We study relativistic spin hydrodynamics on the hyperbolic $κ=-1$ flow background recently identified by Grozdanov. This background corresponds to an $SO(2,1)$-invariant, transversely expanding solution with finite spacetime support in Minkowski space, in contrast to the well-known Gubser flow $(κ=+1)$ which possesses $SO(3)$ symmetry and infinite transverse extent. Working within the formulation of perfect-fluid spin hydrodynamics, we derive the exact evolution equations for all spin components of the spin potential on the $κ=-1$ background. We find that the enhanced early-time expansion rate and the presence of a causal edge lead to a stronger localization of spin dynamics compared to the Gubser case. Remarkably, the azimuthal component of the spin potential oscillates as it decays in the forward lightcone, in stark contrast to the Gubser flow.

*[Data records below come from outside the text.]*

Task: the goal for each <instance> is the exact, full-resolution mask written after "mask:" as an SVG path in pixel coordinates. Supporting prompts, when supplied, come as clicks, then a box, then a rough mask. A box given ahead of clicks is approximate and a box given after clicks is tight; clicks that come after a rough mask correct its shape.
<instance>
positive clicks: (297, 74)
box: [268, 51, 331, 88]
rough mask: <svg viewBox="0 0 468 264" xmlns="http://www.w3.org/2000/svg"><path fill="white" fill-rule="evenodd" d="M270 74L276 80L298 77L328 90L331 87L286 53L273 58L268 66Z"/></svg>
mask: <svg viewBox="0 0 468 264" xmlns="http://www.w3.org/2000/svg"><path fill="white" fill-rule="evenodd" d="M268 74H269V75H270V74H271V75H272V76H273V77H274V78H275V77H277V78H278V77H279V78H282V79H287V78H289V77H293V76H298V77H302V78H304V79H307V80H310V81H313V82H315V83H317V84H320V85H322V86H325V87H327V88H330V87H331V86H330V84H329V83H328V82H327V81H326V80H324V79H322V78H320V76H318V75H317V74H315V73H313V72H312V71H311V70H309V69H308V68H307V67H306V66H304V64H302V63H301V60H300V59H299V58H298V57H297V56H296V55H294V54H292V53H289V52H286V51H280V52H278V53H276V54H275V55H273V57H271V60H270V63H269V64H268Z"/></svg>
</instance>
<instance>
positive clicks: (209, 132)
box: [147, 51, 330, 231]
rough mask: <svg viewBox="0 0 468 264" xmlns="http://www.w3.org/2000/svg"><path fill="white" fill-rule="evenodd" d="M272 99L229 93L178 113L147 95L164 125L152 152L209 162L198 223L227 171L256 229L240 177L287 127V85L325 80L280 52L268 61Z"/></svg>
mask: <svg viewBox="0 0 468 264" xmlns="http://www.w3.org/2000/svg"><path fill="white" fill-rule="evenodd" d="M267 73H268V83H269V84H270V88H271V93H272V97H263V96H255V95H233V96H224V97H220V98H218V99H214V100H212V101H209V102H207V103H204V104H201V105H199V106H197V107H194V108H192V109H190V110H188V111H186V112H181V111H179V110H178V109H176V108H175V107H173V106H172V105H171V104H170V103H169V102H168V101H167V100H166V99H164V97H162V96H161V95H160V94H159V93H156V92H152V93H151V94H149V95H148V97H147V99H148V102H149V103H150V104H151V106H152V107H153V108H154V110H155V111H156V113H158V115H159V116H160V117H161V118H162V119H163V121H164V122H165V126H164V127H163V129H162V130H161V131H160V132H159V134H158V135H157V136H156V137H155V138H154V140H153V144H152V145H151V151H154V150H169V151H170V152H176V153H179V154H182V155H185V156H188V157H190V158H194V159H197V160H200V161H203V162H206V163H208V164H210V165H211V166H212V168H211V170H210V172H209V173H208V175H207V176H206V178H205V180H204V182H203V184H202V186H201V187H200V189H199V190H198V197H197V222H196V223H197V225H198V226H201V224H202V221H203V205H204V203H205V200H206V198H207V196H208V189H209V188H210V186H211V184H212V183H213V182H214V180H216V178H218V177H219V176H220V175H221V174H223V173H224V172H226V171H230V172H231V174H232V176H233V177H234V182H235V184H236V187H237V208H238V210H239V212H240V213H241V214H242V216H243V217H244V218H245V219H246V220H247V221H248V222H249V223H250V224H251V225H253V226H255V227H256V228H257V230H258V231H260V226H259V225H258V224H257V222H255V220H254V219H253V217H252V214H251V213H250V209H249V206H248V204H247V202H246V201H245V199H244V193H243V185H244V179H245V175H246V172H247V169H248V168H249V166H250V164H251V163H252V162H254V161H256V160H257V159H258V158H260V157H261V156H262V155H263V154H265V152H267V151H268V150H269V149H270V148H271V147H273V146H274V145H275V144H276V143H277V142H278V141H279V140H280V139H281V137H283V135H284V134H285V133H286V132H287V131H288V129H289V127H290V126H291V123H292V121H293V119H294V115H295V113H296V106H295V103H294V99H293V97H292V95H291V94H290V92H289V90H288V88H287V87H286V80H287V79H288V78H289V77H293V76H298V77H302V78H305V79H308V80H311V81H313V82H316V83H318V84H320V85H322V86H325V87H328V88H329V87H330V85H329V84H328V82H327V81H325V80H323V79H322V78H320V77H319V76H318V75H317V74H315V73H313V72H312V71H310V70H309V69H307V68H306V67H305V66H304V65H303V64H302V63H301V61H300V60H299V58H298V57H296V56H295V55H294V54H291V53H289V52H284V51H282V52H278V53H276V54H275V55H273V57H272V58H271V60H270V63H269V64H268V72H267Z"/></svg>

Thus, our results establish the $κ=-1$ flow as a distinct and physically meaningful benchmark for studying spin dynamics in expanding relativistic fluids with finite spacetime support.

Figures (5)

• Figure 1: The temperature evolution as a function of proper-time $\tau$ and radial distance $r$.
• Figure 2: The evolution of $a_R$ and $b_R$ spin components as a function of proper-time $\tau$ and radial distance $r$.
• Figure 3: The evolution of $a_Z$ and $b_\Phi$ spin components as a function of proper-time $\tau$ and radial distance $r$.
• Figure 4: The evolution of $a_\Phi$ and $b_Z$ spin components as a function of proper-time $\tau$ and radial distance $r$.
• Figure 5: Oscillatory behavior of normalized $b_\Phi$ at $r= 0$.